Breaching boundaries

Welcome to the blog of ISIR, the Institute for Screen Industries Research.

ISIR was created to foster collaborations between academia and film, television and screen industries. Since this is our first blog, it might be helpful to outline the philosophy behind ISIR and its aims. In particular, two areas are important in this sense, what constitute the boundaries of ISIR and why we wish to engage with industry.

The notion of disciplinary boundaries is relatively straightforward to deal with: we believe that the Arts have as much to offer as STEM subjects when it comes to engaging with and contributing to industry because the distinctions between those two groupings is mostly artificial. Knowledge, innovation and the pursuit of excellence cannot be confined by discipline boundaries, nor should the latter be employed as a means to define and divide. It is significant that the most important organisation in the film and television industry encapsulates this notion in its name, the Academy of Motion Pictures Arts and Sciences.

ISIR also spells out its intended area of intervention in its name, but what does the term ‘industries’ actually mean for an institute based in an Arts faculty? Whilst the English word ‘industry’ is today mostly employed to indicate production (often manufacturing and machine-related) the same word can point to a centrally different meaning. ‘Industria’ is enterprise, innovation, imagination, and diligence; in short, imagination applied diligently. In this sense, industry should be perfectly at home in the arts.

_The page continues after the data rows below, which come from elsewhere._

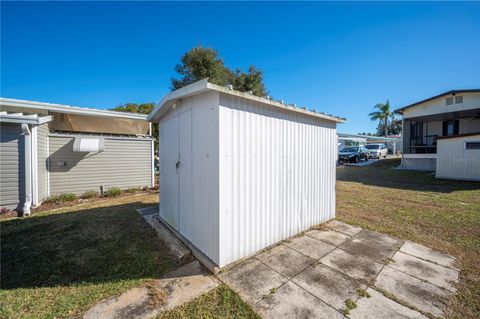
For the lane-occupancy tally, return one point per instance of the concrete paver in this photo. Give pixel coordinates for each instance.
(328, 236)
(149, 301)
(428, 254)
(422, 295)
(376, 246)
(410, 275)
(435, 274)
(309, 246)
(328, 284)
(344, 228)
(252, 279)
(285, 260)
(353, 265)
(291, 301)
(379, 306)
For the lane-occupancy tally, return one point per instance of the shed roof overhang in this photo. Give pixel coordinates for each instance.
(202, 86)
(20, 118)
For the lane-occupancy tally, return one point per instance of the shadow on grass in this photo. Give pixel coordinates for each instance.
(384, 174)
(102, 244)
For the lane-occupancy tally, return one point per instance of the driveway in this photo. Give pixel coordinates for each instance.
(344, 270)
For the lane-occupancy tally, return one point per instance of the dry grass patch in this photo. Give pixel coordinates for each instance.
(57, 264)
(441, 214)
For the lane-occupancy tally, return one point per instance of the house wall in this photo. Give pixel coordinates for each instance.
(126, 162)
(12, 166)
(189, 195)
(277, 175)
(454, 161)
(438, 105)
(42, 157)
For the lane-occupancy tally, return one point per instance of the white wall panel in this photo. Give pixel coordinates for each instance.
(277, 175)
(456, 162)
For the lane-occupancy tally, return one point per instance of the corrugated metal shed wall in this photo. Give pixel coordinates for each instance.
(189, 196)
(456, 162)
(277, 175)
(124, 163)
(42, 155)
(12, 166)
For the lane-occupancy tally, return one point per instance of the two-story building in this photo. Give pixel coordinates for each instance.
(442, 134)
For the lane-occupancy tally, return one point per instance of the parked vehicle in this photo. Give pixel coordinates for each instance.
(353, 154)
(377, 150)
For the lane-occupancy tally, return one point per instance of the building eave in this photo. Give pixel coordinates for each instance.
(61, 108)
(400, 110)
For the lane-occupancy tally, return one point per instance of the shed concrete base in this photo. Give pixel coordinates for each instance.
(176, 247)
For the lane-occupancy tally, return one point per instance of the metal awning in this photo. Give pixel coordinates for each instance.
(21, 118)
(93, 144)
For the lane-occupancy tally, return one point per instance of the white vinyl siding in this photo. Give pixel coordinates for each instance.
(12, 166)
(42, 156)
(124, 163)
(455, 161)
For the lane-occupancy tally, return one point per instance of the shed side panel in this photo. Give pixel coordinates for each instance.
(12, 166)
(124, 163)
(42, 155)
(277, 175)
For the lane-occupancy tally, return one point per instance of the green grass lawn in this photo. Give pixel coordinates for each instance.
(57, 264)
(441, 214)
(220, 303)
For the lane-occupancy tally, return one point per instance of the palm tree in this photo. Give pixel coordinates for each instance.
(382, 114)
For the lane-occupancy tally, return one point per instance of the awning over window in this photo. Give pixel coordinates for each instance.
(89, 144)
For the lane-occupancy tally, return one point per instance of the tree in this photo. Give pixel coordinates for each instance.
(251, 81)
(200, 63)
(144, 108)
(382, 115)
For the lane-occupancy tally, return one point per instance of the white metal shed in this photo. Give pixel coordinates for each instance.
(239, 172)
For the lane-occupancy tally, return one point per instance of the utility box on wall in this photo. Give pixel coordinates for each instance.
(240, 172)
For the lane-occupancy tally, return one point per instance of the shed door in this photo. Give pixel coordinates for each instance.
(176, 175)
(169, 179)
(185, 172)
(12, 166)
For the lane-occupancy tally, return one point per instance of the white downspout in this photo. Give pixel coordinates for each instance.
(28, 170)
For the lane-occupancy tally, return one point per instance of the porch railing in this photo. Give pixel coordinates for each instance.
(420, 149)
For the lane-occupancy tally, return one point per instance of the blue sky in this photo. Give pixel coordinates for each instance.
(339, 58)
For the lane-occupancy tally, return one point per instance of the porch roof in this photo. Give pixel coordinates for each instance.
(400, 110)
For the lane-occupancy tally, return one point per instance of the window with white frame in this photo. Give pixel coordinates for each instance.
(472, 145)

If we are prepared to accept this notion of industry and arts as close by nature and enterprise, we may be open to accept that industry, technology and art are in effect one and the same human activity, a quest for outlets to our imagination, no matter the field of human endeavour. It would seem a very interesting point to start from in defining aims and ambitions for ISIR.

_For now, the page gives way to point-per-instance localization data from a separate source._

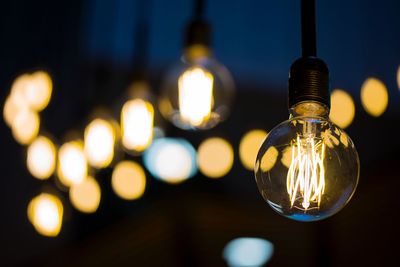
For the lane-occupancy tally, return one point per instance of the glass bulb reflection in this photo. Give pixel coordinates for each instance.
(307, 169)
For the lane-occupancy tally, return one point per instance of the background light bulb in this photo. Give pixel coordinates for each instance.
(99, 143)
(45, 212)
(307, 169)
(41, 157)
(137, 121)
(196, 92)
(72, 164)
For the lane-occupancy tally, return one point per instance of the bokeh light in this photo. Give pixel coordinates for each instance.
(215, 157)
(374, 97)
(99, 143)
(86, 195)
(249, 146)
(248, 251)
(342, 108)
(38, 90)
(45, 212)
(172, 160)
(25, 126)
(128, 180)
(72, 164)
(137, 119)
(41, 157)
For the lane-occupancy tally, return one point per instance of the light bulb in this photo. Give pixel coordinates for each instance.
(137, 122)
(45, 212)
(196, 92)
(99, 143)
(307, 168)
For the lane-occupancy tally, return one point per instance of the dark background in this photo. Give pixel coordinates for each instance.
(87, 47)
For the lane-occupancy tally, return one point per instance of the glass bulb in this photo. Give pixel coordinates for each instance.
(197, 92)
(307, 169)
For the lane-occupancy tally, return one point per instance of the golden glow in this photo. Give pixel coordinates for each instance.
(128, 180)
(41, 157)
(38, 90)
(269, 159)
(249, 146)
(374, 97)
(215, 157)
(45, 212)
(195, 95)
(137, 119)
(306, 175)
(25, 126)
(85, 196)
(99, 143)
(72, 165)
(342, 108)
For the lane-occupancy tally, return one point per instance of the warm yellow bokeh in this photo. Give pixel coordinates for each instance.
(41, 157)
(45, 212)
(99, 143)
(25, 126)
(249, 146)
(86, 195)
(342, 108)
(72, 164)
(137, 121)
(374, 97)
(215, 157)
(128, 180)
(195, 95)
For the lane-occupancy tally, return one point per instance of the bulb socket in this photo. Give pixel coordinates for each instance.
(309, 81)
(198, 32)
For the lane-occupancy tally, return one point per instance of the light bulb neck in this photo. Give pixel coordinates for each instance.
(309, 109)
(309, 81)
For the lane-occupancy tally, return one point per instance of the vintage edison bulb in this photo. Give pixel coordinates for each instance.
(307, 169)
(196, 92)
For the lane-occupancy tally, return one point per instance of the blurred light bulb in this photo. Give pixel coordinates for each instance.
(86, 195)
(196, 92)
(128, 180)
(374, 97)
(171, 160)
(195, 95)
(25, 126)
(248, 252)
(137, 124)
(249, 146)
(72, 164)
(99, 143)
(307, 169)
(215, 157)
(38, 90)
(343, 109)
(45, 212)
(41, 157)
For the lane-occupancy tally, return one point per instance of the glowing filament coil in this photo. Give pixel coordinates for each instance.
(306, 175)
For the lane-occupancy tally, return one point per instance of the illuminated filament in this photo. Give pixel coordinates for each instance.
(137, 120)
(195, 95)
(306, 175)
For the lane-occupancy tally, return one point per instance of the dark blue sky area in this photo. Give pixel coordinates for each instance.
(258, 40)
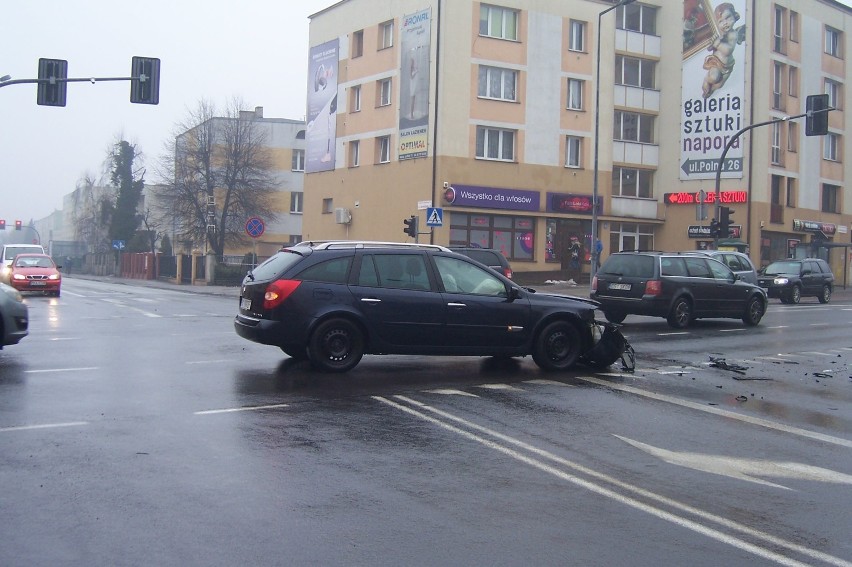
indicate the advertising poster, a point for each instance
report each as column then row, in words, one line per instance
column 322, row 107
column 414, row 85
column 713, row 87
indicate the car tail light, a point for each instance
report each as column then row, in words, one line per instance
column 654, row 287
column 278, row 291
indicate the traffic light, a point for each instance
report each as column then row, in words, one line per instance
column 410, row 226
column 725, row 221
column 145, row 80
column 816, row 122
column 52, row 86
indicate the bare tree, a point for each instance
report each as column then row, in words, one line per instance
column 217, row 173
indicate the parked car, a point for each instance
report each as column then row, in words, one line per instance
column 790, row 280
column 12, row 250
column 14, row 316
column 679, row 287
column 333, row 302
column 35, row 272
column 739, row 263
column 494, row 259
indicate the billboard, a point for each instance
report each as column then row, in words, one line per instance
column 712, row 87
column 415, row 41
column 322, row 107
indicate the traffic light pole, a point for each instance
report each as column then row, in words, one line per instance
column 718, row 203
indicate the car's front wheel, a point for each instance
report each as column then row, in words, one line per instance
column 558, row 346
column 337, row 345
column 681, row 314
column 754, row 311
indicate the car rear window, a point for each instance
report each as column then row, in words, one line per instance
column 630, row 265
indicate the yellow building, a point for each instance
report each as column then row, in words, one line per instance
column 488, row 113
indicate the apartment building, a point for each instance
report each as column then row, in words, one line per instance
column 488, row 112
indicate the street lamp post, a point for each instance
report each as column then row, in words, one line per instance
column 593, row 268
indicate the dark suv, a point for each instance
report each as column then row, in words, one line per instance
column 333, row 302
column 680, row 287
column 790, row 280
column 494, row 259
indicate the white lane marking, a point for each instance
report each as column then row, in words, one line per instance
column 606, row 492
column 43, row 426
column 725, row 413
column 244, row 408
column 743, row 469
column 46, row 370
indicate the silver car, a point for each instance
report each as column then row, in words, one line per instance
column 738, row 262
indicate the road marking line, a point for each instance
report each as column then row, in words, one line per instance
column 612, row 494
column 244, row 408
column 722, row 412
column 42, row 426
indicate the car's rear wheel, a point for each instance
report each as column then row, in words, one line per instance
column 558, row 346
column 754, row 312
column 337, row 345
column 795, row 295
column 681, row 314
column 615, row 316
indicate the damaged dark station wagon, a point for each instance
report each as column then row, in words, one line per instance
column 333, row 302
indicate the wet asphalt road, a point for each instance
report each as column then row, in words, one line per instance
column 137, row 429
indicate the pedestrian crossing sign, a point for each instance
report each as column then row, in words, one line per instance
column 434, row 216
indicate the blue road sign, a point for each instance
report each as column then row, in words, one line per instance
column 434, row 216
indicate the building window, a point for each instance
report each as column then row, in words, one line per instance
column 830, row 195
column 776, row 144
column 628, row 182
column 573, row 151
column 354, row 153
column 575, row 94
column 793, row 81
column 577, row 36
column 498, row 22
column 383, row 149
column 495, row 143
column 832, row 89
column 832, row 41
column 383, row 88
column 298, row 162
column 355, row 101
column 779, row 44
column 635, row 72
column 386, row 35
column 777, row 81
column 358, row 44
column 792, row 137
column 638, row 18
column 296, row 202
column 830, row 143
column 497, row 83
column 513, row 236
column 633, row 127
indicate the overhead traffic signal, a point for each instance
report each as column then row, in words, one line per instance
column 145, row 80
column 410, row 226
column 816, row 121
column 52, row 84
column 725, row 221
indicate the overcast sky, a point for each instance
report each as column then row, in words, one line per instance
column 216, row 49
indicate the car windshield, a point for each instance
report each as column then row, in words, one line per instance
column 776, row 268
column 629, row 265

This approach works both ways: virtually all those who have tried to find agreement as to what the ‘creative industries’ actually are have met substantial difficulties. All of us working in or around them claim that they are different from other industries but in what ways? The problem lies with using the word ‘creative’ in a restrictive fashion: film, television, music, theatre are all creative industries but so are car design, food design, bridges, fractals and so forth.

Indeed, there simply isn’t such a thing as a non-creative area of human endeavour (there may be degrees of creativity but that is another argument altogether). If we are prepared to take this point on board then perhaps we can take a fundamental step in seeing boundaries between arts and science, academia and industry as useful logistically but constraining and limiting in areas like learning, research, knowledge exchange and business engagement.

In a way, all we have to do is look at what is currently happening inside those ‘creative’ industries: jobs are being redefined, boundaries across media are falling, the flow of talent, capital and ideas is increasing, divisions between arts and sciences blurred.

ISIR and this blog hope to offer ideas and opportunities to explore creativity across boundaries, and we’ve made this a theme for the visit of our next main industry fellow this July, seven time Oscar winner Gary Rydstrom. We hope this blog will attract interest and contributions from all perspectives so as to breach as many of those boundaries as possible.